Mispriced Political Futures: SCOTUS, DOJ, and Trump's Proposals
Prediction markets are mispricing key political events. Opportunities abound in Supreme Court confirmations and DOJ data releases, while Trump's radical policy proposals are wildly overvalued.
The political landscape, particularly in a presidential election year, often leads to volatile and sometimes irrational pricing in prediction markets. Recent analyses highlight significant disconnects between market odds and political realities, offering clear opportunities for traders who understand the underlying mechanics. From judicial appointments to government transparency and even speculative policy proposals, several markets are ripe for re-evaluation.

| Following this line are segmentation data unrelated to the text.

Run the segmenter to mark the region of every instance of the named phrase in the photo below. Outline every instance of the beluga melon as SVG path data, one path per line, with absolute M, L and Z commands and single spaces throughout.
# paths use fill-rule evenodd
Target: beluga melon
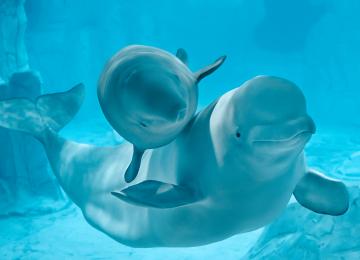
M 108 61 L 100 76 L 98 98 L 110 125 L 133 144 L 126 182 L 136 178 L 146 149 L 170 143 L 193 118 L 198 83 L 225 58 L 193 73 L 184 49 L 175 56 L 159 48 L 131 45 Z

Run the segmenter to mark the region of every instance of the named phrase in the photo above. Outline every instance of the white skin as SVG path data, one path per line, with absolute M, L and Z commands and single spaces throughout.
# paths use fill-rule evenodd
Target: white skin
M 172 141 L 193 117 L 197 95 L 195 74 L 184 63 L 161 49 L 141 45 L 115 54 L 98 88 L 110 124 L 141 150 Z
M 170 144 L 149 150 L 136 183 L 186 185 L 202 194 L 169 209 L 128 204 L 110 192 L 126 187 L 131 146 L 95 147 L 48 131 L 52 168 L 87 221 L 133 247 L 198 246 L 259 228 L 286 207 L 305 174 L 303 148 L 314 132 L 301 91 L 257 77 L 223 95 Z M 240 136 L 239 136 L 240 134 Z

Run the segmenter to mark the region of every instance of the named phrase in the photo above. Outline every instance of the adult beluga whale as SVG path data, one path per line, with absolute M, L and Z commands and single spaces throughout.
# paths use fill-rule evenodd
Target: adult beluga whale
M 190 247 L 220 241 L 271 222 L 292 194 L 318 213 L 340 215 L 348 208 L 345 185 L 305 164 L 303 149 L 315 125 L 290 81 L 261 76 L 224 94 L 171 143 L 147 151 L 131 186 L 119 174 L 131 161 L 131 144 L 96 147 L 56 133 L 82 98 L 80 85 L 34 103 L 1 101 L 0 126 L 38 138 L 86 220 L 120 243 Z
M 125 180 L 136 178 L 146 149 L 170 143 L 193 117 L 198 83 L 224 62 L 225 56 L 192 73 L 187 53 L 130 45 L 106 64 L 98 98 L 111 126 L 133 146 Z

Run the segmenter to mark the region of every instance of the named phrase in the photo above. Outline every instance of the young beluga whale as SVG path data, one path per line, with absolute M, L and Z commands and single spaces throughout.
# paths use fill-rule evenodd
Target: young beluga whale
M 343 183 L 308 169 L 303 149 L 315 132 L 301 91 L 261 76 L 198 113 L 171 143 L 144 154 L 135 185 L 120 176 L 131 144 L 96 147 L 61 138 L 83 87 L 0 102 L 0 126 L 44 145 L 52 169 L 86 220 L 132 247 L 190 247 L 262 227 L 292 194 L 315 212 L 340 215 Z M 110 192 L 117 196 L 112 196 Z M 120 199 L 119 199 L 120 198 Z
M 106 64 L 98 98 L 111 126 L 133 146 L 125 173 L 127 182 L 138 173 L 144 150 L 170 143 L 193 117 L 197 84 L 224 62 L 225 56 L 192 73 L 184 49 L 176 57 L 164 50 L 131 45 Z

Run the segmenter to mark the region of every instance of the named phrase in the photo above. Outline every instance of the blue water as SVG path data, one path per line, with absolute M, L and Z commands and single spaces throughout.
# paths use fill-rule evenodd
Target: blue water
M 292 204 L 273 225 L 205 247 L 133 249 L 90 227 L 50 170 L 42 169 L 45 176 L 24 166 L 26 154 L 46 160 L 19 148 L 35 141 L 11 133 L 10 143 L 0 132 L 1 259 L 360 258 L 358 0 L 27 0 L 24 7 L 28 63 L 41 75 L 42 92 L 86 86 L 65 137 L 98 145 L 122 141 L 96 96 L 103 66 L 120 48 L 144 44 L 175 53 L 181 47 L 193 71 L 226 54 L 224 65 L 200 83 L 199 107 L 256 75 L 293 81 L 318 126 L 306 148 L 308 164 L 351 187 L 351 207 L 344 216 L 323 217 Z M 3 10 L 0 2 L 6 25 Z

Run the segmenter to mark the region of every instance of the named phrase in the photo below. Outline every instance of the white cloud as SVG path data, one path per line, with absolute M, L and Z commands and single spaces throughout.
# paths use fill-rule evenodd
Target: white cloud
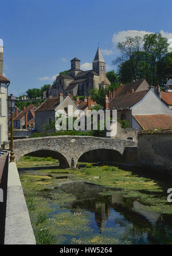
M 112 54 L 114 54 L 114 52 L 112 50 L 108 50 L 107 49 L 101 49 L 101 52 L 104 55 L 111 55 Z
M 57 74 L 56 75 L 52 75 L 52 77 L 45 76 L 45 77 L 38 77 L 38 79 L 40 81 L 45 81 L 46 80 L 54 81 L 56 79 L 56 77 L 58 75 L 59 75 L 59 74 Z
M 0 38 L 0 46 L 3 46 L 3 40 Z
M 83 70 L 90 70 L 92 68 L 92 64 L 89 62 L 85 62 L 81 65 L 81 69 Z
M 61 59 L 61 60 L 63 62 L 67 62 L 68 60 L 67 59 L 65 59 L 65 58 L 62 58 L 62 59 Z

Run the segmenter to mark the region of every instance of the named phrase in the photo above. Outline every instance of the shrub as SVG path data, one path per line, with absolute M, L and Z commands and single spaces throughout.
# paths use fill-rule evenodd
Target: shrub
M 86 165 L 87 168 L 91 168 L 92 167 L 92 164 L 91 163 L 88 163 Z
M 104 165 L 104 166 L 102 166 L 102 170 L 103 171 L 107 171 L 109 170 L 110 167 L 108 165 Z
M 54 244 L 56 238 L 48 230 L 42 228 L 36 233 L 37 243 L 40 244 Z
M 46 213 L 40 213 L 37 217 L 37 221 L 36 225 L 38 225 L 40 223 L 46 221 L 48 220 L 48 217 L 46 215 Z

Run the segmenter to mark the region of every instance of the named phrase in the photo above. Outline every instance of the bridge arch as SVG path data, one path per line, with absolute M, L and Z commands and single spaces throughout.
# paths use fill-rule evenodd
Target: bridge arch
M 123 161 L 123 156 L 118 150 L 110 148 L 90 149 L 80 154 L 78 162 L 96 163 L 120 163 Z
M 21 157 L 28 154 L 33 156 L 51 156 L 59 160 L 60 168 L 69 168 L 70 167 L 71 163 L 69 163 L 67 159 L 63 154 L 58 151 L 50 150 L 49 149 L 37 149 L 35 151 L 33 151 L 33 150 L 30 148 L 30 150 L 28 150 L 27 152 L 25 151 L 23 154 L 21 154 L 17 158 L 17 161 L 18 161 Z

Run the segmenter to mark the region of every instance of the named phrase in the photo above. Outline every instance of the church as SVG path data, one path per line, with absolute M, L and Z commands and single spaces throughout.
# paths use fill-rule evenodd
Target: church
M 92 70 L 83 71 L 81 61 L 77 58 L 71 60 L 71 67 L 67 75 L 59 75 L 55 83 L 49 88 L 49 95 L 58 97 L 69 93 L 73 95 L 88 96 L 90 90 L 104 87 L 111 83 L 105 76 L 105 62 L 99 47 L 92 62 Z

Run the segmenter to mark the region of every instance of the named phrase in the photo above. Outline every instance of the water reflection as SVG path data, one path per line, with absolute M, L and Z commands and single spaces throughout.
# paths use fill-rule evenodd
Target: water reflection
M 137 244 L 172 243 L 171 216 L 145 210 L 143 207 L 138 200 L 114 193 L 75 201 L 71 211 L 82 209 L 94 213 L 99 232 L 114 228 L 121 240 L 129 239 Z

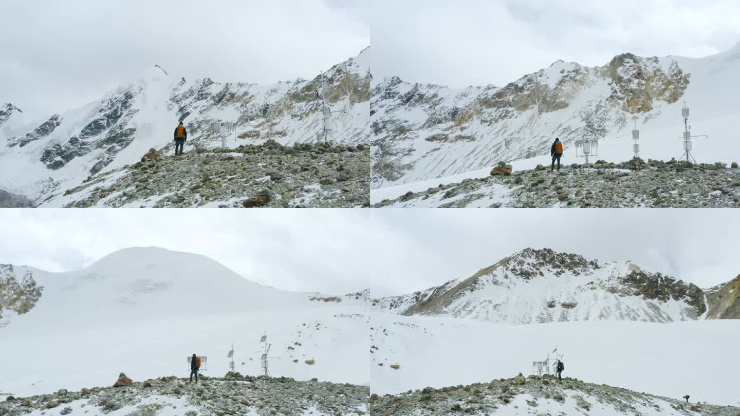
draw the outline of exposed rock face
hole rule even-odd
[[[10,103],[5,103],[0,107],[0,127],[2,127],[14,113],[23,113],[23,111]]]
[[[45,203],[76,208],[369,206],[369,151],[362,144],[285,147],[271,140],[181,156],[149,152]]]
[[[0,264],[0,326],[7,324],[2,321],[4,310],[18,315],[27,313],[36,305],[43,292],[44,286],[37,284],[30,271],[18,281],[12,264]]]
[[[329,85],[325,95],[334,112],[331,138],[340,144],[368,144],[371,78],[368,62],[363,51],[323,73]],[[10,159],[22,153],[38,161],[29,167],[33,175],[28,175],[28,183],[14,183],[15,187],[27,185],[33,189],[30,198],[45,201],[59,189],[55,184],[73,187],[90,175],[135,163],[129,160],[132,153],[141,154],[152,147],[170,149],[178,121],[184,121],[188,130],[186,151],[220,146],[218,133],[211,131],[210,126],[222,121],[236,124],[235,137],[229,138],[236,139],[235,144],[229,143],[233,147],[268,139],[283,145],[320,141],[317,132],[322,129],[323,104],[315,93],[320,76],[265,87],[219,83],[208,78],[186,81],[170,77],[158,67],[149,70],[142,78],[99,101],[55,115],[30,131],[18,134],[13,130],[16,135],[8,138],[9,150],[2,157]],[[0,127],[18,111],[11,104],[4,106]],[[2,164],[0,160],[0,167]],[[39,185],[47,170],[54,181]],[[4,185],[1,173],[0,187]]]
[[[497,202],[491,204],[492,199]],[[374,207],[739,207],[740,171],[719,162],[693,164],[675,159],[598,161],[574,164],[557,173],[538,165],[510,176],[494,175],[410,192]]]
[[[133,141],[136,129],[127,127],[129,121],[134,117],[138,109],[134,108],[134,101],[141,94],[143,88],[129,90],[121,94],[115,95],[108,99],[107,102],[95,114],[79,134],[70,137],[66,143],[56,143],[47,147],[41,155],[41,161],[51,170],[57,170],[71,161],[76,157],[87,155],[95,149],[104,149],[108,156],[96,164],[90,170],[93,175],[100,172],[107,163],[122,149],[126,148]],[[32,140],[38,140],[41,137],[37,130],[45,132],[43,136],[50,134],[61,121],[58,116],[55,115],[48,121],[36,127],[33,132],[26,135],[26,141],[21,142],[24,146]],[[30,138],[36,137],[36,138]],[[106,163],[104,161],[107,161]]]
[[[8,142],[8,146],[13,147],[18,145],[18,147],[23,147],[32,141],[42,139],[50,135],[54,132],[54,129],[59,127],[59,124],[61,124],[61,119],[59,118],[59,115],[55,114],[54,115],[52,115],[51,118],[44,122],[38,127],[33,129],[33,130],[27,133],[25,135],[11,138]]]
[[[710,319],[740,319],[740,275],[704,291]]]
[[[565,378],[520,373],[514,378],[485,383],[406,392],[398,395],[373,395],[370,413],[395,415],[509,415],[517,409],[524,414],[570,415],[586,413],[592,406],[608,415],[645,415],[656,409],[667,409],[670,415],[687,415],[690,406],[695,415],[736,416],[740,407],[710,404],[687,404],[680,399],[664,397],[606,384],[585,383]]]
[[[113,387],[124,387],[126,386],[131,386],[133,384],[134,380],[131,380],[128,377],[126,377],[126,373],[121,373],[118,375],[118,379],[115,380],[113,383]]]
[[[555,137],[566,146],[622,137],[632,121],[661,118],[665,106],[684,96],[688,64],[624,53],[601,67],[558,61],[503,87],[453,90],[397,76],[379,80],[371,90],[371,186],[547,155]]]
[[[547,287],[547,292],[533,292],[527,284],[533,281],[539,281],[536,287]],[[374,299],[372,306],[406,315],[519,324],[580,320],[672,322],[736,317],[740,301],[730,288],[740,278],[704,291],[631,263],[604,263],[550,249],[528,248],[469,278]]]
[[[72,415],[107,414],[118,409],[126,415],[159,415],[168,407],[172,410],[172,401],[177,399],[184,401],[187,408],[178,405],[175,412],[186,416],[302,415],[307,409],[312,409],[314,415],[360,416],[367,415],[370,397],[368,386],[315,379],[299,381],[284,377],[243,376],[238,372],[229,372],[223,378],[201,375],[199,378],[198,384],[169,376],[131,383],[123,389],[93,387],[64,395],[21,397],[0,402],[0,415],[48,414],[47,409],[62,405],[65,409],[71,409]]]
[[[33,208],[36,204],[22,195],[0,189],[0,208]]]

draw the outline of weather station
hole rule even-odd
[[[585,164],[590,164],[588,158],[599,157],[599,139],[579,138],[576,140],[576,157],[585,158]]]
[[[554,359],[550,358],[550,354],[553,353],[555,354]],[[550,354],[548,354],[548,358],[544,361],[532,361],[533,375],[542,375],[542,374],[551,374],[550,372],[551,366],[552,366],[552,372],[557,372],[557,362],[562,358],[562,355],[558,354],[557,346],[555,346],[555,349]]]
[[[320,74],[321,76],[321,87],[320,89],[316,90],[317,98],[321,98],[321,127],[322,130],[320,132],[316,132],[316,139],[317,141],[335,141],[335,138],[334,136],[334,113],[345,113],[346,110],[340,110],[337,111],[332,111],[332,108],[329,107],[329,103],[326,101],[326,91],[329,89],[329,81],[324,77],[323,73]]]
[[[696,160],[694,159],[693,155],[691,154],[693,150],[691,138],[694,137],[705,137],[709,138],[709,136],[705,134],[691,135],[691,124],[689,124],[689,107],[686,107],[686,101],[684,101],[684,107],[681,109],[681,115],[684,118],[684,152],[679,159],[683,159],[685,157],[687,161],[696,164]]]
[[[274,107],[268,102],[262,106],[262,116],[265,118],[267,121],[267,137],[268,138],[272,138],[275,134],[275,110]]]
[[[211,124],[211,132],[218,133],[221,141],[221,149],[226,148],[226,141],[236,142],[236,124],[230,121],[217,121]],[[234,138],[227,138],[233,135]]]
[[[263,343],[263,348],[258,352],[261,352],[262,356],[260,358],[261,361],[260,366],[262,367],[263,374],[268,377],[270,376],[269,372],[269,360],[277,359],[280,360],[280,357],[270,357],[270,346],[272,346],[271,343],[267,343],[267,332],[266,332],[262,337],[260,338],[260,342]]]
[[[637,141],[640,138],[640,131],[637,130],[637,124],[635,123],[635,128],[632,130],[632,140],[635,141],[635,144],[632,145],[632,150],[635,152],[634,158],[639,159],[640,157],[640,144],[637,143]]]

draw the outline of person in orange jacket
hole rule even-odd
[[[175,155],[183,154],[183,147],[185,146],[185,141],[187,140],[187,130],[181,121],[177,127],[175,127]]]
[[[560,158],[562,156],[562,142],[560,139],[555,138],[555,143],[553,143],[550,148],[550,155],[553,158],[553,163],[550,165],[550,172],[555,167],[555,161],[557,160],[557,171],[560,172]]]
[[[198,370],[201,369],[201,358],[192,355],[190,358],[190,383],[192,383],[192,375],[195,375],[195,384],[198,384]]]

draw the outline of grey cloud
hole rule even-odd
[[[155,64],[188,79],[272,84],[310,78],[369,44],[369,28],[356,11],[360,6],[324,0],[5,1],[0,101],[43,118],[135,81]]]
[[[452,87],[503,86],[563,59],[603,65],[614,56],[704,56],[740,41],[740,4],[626,0],[377,0],[371,9],[376,79]]]
[[[286,290],[374,296],[468,277],[528,246],[632,261],[701,287],[740,272],[735,209],[5,209],[0,262],[76,269],[117,249],[203,254]]]

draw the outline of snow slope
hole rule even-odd
[[[366,143],[370,72],[367,50],[323,72],[334,118],[334,138]],[[37,201],[78,185],[88,176],[132,164],[150,148],[169,150],[178,121],[188,130],[186,151],[221,145],[209,128],[214,121],[237,123],[238,144],[268,138],[266,104],[275,112],[275,138],[283,144],[316,141],[321,129],[321,103],[314,90],[320,77],[272,85],[218,83],[209,78],[186,81],[158,66],[144,70],[134,82],[99,100],[68,109],[27,125],[0,115],[0,189]],[[6,104],[3,108],[10,108]],[[5,112],[8,113],[8,112]]]
[[[372,188],[418,182],[491,167],[500,161],[549,155],[555,137],[568,163],[574,141],[600,139],[598,155],[633,157],[631,130],[640,130],[644,159],[682,152],[684,101],[691,109],[699,162],[740,160],[734,120],[740,113],[740,43],[704,58],[615,56],[596,67],[558,61],[503,87],[454,90],[397,77],[371,90]],[[595,160],[595,159],[594,159]]]
[[[548,353],[553,358],[557,346],[564,377],[679,400],[690,395],[693,403],[740,405],[734,378],[740,363],[732,358],[740,343],[737,320],[516,326],[377,312],[371,326],[370,342],[377,347],[371,355],[371,391],[377,395],[528,375],[532,361]]]
[[[706,318],[693,284],[550,249],[525,249],[472,276],[373,301],[380,310],[525,324],[565,321],[675,322]],[[719,307],[719,306],[718,306]],[[722,306],[727,309],[727,305]],[[719,315],[718,312],[716,315]]]
[[[78,272],[15,269],[44,288],[35,307],[0,328],[3,353],[13,358],[4,366],[2,392],[107,386],[121,372],[135,380],[187,375],[192,353],[209,357],[204,374],[223,376],[232,343],[236,369],[258,375],[265,332],[276,376],[369,381],[357,364],[366,293],[312,301],[328,295],[260,286],[206,257],[156,248],[116,252]],[[314,365],[304,363],[311,358]]]

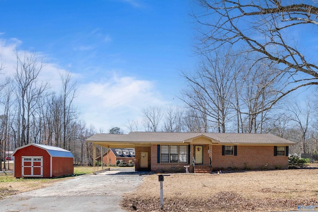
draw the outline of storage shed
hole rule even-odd
[[[15,177],[53,177],[74,173],[72,153],[48,145],[29,143],[15,149]]]

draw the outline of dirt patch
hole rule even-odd
[[[163,181],[164,211],[318,209],[317,165],[303,169],[171,174]],[[157,175],[146,176],[136,191],[124,197],[122,206],[129,211],[161,211],[159,189]]]

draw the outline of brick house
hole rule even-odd
[[[135,149],[133,148],[109,148],[107,152],[103,154],[103,162],[107,164],[109,162],[110,165],[115,165],[116,160],[124,160],[128,163],[129,160],[135,162]],[[96,158],[95,160],[100,160],[100,156]]]
[[[136,171],[156,172],[287,169],[295,143],[271,134],[152,132],[95,134],[86,142],[134,148]]]

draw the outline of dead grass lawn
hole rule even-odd
[[[318,167],[221,174],[165,176],[165,211],[273,211],[318,205]],[[147,176],[122,206],[130,211],[160,211],[157,175]],[[318,209],[318,207],[315,209]]]

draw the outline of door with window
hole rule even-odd
[[[140,168],[148,168],[148,152],[140,152]]]
[[[196,164],[203,164],[203,145],[196,145],[194,146],[194,159]]]
[[[42,177],[43,161],[42,156],[22,156],[22,176]]]

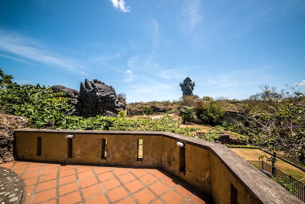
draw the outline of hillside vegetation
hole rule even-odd
[[[116,117],[83,118],[68,115],[72,107],[64,93],[55,93],[39,84],[17,84],[13,79],[0,69],[1,110],[26,117],[31,127],[167,131],[210,142],[217,141],[219,133],[226,130],[241,144],[281,151],[300,166],[305,163],[305,97],[297,87],[277,91],[264,85],[261,92],[245,100],[191,95],[173,102],[130,103],[127,104],[128,116],[123,111]],[[118,96],[125,102],[124,94]],[[236,111],[243,122],[224,122],[228,111]],[[150,118],[155,114],[165,116]],[[198,127],[187,125],[191,123],[211,128],[203,134]]]

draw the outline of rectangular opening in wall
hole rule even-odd
[[[37,156],[41,156],[41,137],[37,137]]]
[[[230,202],[231,204],[237,203],[237,189],[231,184],[231,197]]]
[[[107,156],[107,139],[102,139],[101,146],[101,159],[106,160]]]
[[[138,158],[137,161],[142,161],[143,160],[143,139],[138,140]]]
[[[68,158],[72,158],[72,146],[73,146],[73,139],[72,138],[68,138],[67,139],[68,143]]]
[[[179,147],[179,171],[185,175],[185,149]]]

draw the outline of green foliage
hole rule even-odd
[[[259,103],[251,113],[244,113],[244,127],[252,133],[251,140],[271,151],[282,151],[305,161],[305,97],[294,88],[278,91],[261,87]]]
[[[213,143],[220,137],[220,134],[224,129],[223,127],[219,125],[215,126],[209,129],[206,133],[201,135],[199,138],[203,140]]]
[[[125,113],[125,111],[123,110],[121,110],[119,113],[118,113],[119,115],[121,118],[125,118],[126,116],[126,114]]]
[[[263,155],[261,155],[258,157],[259,160],[262,160],[264,161],[264,159],[266,159],[267,162],[271,162],[272,165],[274,165],[275,162],[277,161],[277,160],[276,159],[276,153],[275,152],[273,152],[272,155],[270,157],[268,157],[267,155],[266,155],[265,152]]]
[[[195,108],[193,107],[185,106],[181,110],[182,114],[182,120],[183,122],[191,122],[193,119],[196,119],[196,112]]]
[[[149,117],[150,115],[152,115],[152,109],[147,107],[144,107],[143,111],[144,113],[149,116]]]
[[[179,107],[196,107],[199,99],[199,97],[195,95],[184,96],[180,98],[179,103]]]
[[[109,130],[118,119],[100,115],[84,118],[82,117],[67,116],[62,119],[56,127],[57,129]]]
[[[62,93],[39,84],[17,85],[11,76],[2,71],[0,75],[0,105],[7,114],[26,117],[33,127],[54,127],[71,108]]]
[[[206,124],[220,124],[226,113],[225,110],[211,97],[204,97],[203,101],[203,104],[197,110],[199,118]]]
[[[232,148],[246,148],[250,149],[258,148],[259,147],[255,145],[251,145],[250,144],[224,144],[228,147]]]
[[[189,137],[192,137],[192,133],[200,130],[199,128],[182,128],[180,124],[180,121],[175,120],[170,116],[158,119],[134,120],[102,116],[88,118],[72,116],[63,118],[57,129],[162,131]]]
[[[293,183],[288,177],[284,178],[276,178],[272,177],[272,179],[292,194],[296,195],[298,193],[298,190],[293,187]]]

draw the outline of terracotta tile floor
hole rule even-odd
[[[210,198],[156,169],[15,161],[25,204],[210,204]]]

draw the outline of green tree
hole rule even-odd
[[[147,116],[148,116],[149,118],[149,115],[152,115],[152,108],[150,108],[146,106],[144,107],[143,111],[144,112],[144,113]]]
[[[181,110],[182,114],[182,121],[183,123],[186,122],[191,122],[193,119],[196,119],[196,112],[195,107],[185,106]]]
[[[205,97],[203,103],[197,109],[199,118],[206,124],[217,124],[221,122],[226,110],[212,98]]]
[[[246,121],[244,127],[254,133],[254,143],[286,152],[300,165],[305,161],[305,96],[295,87],[261,88],[259,105],[240,114]]]
[[[2,71],[0,76],[0,105],[7,114],[25,117],[33,127],[54,128],[72,108],[63,93],[39,84],[18,85]]]

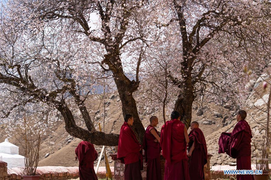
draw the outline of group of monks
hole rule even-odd
[[[251,170],[251,138],[250,127],[245,120],[245,111],[239,111],[238,122],[231,133],[223,133],[219,139],[218,153],[226,153],[236,159],[237,170]],[[147,163],[147,180],[162,179],[160,154],[165,159],[165,180],[202,180],[204,179],[204,165],[207,163],[207,148],[203,133],[199,124],[191,124],[188,134],[185,124],[180,121],[177,111],[171,114],[170,121],[162,127],[160,133],[155,129],[158,119],[155,116],[150,118],[142,146],[131,128],[134,118],[126,114],[120,128],[117,158],[125,164],[125,180],[142,179],[143,150]],[[188,147],[188,152],[187,149]],[[79,175],[82,179],[97,180],[94,161],[97,153],[93,145],[87,141],[80,142],[75,150],[76,158],[79,161]],[[237,180],[254,180],[253,175],[237,176]]]

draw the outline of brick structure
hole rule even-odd
[[[0,180],[20,180],[23,179],[24,168],[8,168],[7,163],[0,161]],[[45,166],[38,167],[36,174],[40,175],[40,179],[70,179],[79,177],[78,167]]]
[[[112,160],[115,161],[114,167],[114,179],[115,180],[124,180],[124,165],[123,164],[117,160],[117,153],[116,152],[110,155]],[[204,166],[204,174],[205,180],[211,180],[212,179],[211,171],[210,168],[210,159],[213,155],[208,153],[207,163]],[[161,159],[161,168],[162,172],[162,179],[164,178],[164,172],[165,172],[165,160],[162,154],[160,154]],[[143,170],[141,171],[141,174],[143,180],[146,179],[147,175],[146,164],[144,163]]]
[[[8,163],[0,161],[0,180],[8,180]]]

The Supreme Court Bet: A Clear Underprice
The potential for a Supreme Court vacancy and subsequent confirmation is a critical market that appears significantly underpriced. The market "New Supreme Court justice confirmed?" currently implies only a 60% chance of such an event. Our analysis, however, places the fair value closer to 75%.
This discrepancy stems from several key factors. Justices Clarence Thomas, at 77, and Samuel Alito, at 75, are both of advanced age. Historically, justices often time their retirements to coincide with a favorable administration, ensuring their successor aligns with their judicial philosophy. With a Republican President (currently projected to be Trump) and a 53-47 Republican majority in the Senate, the conditions for a strategic conservative retirement and swift confirmation are exceptionally strong. Any conservative nominee would face a clear path through a friendly Senate. The current 60¢ price on this market presents a compelling buying opportunity for those looking to capitalize on a high-probability event driven by predictable political calculus and demographic realities.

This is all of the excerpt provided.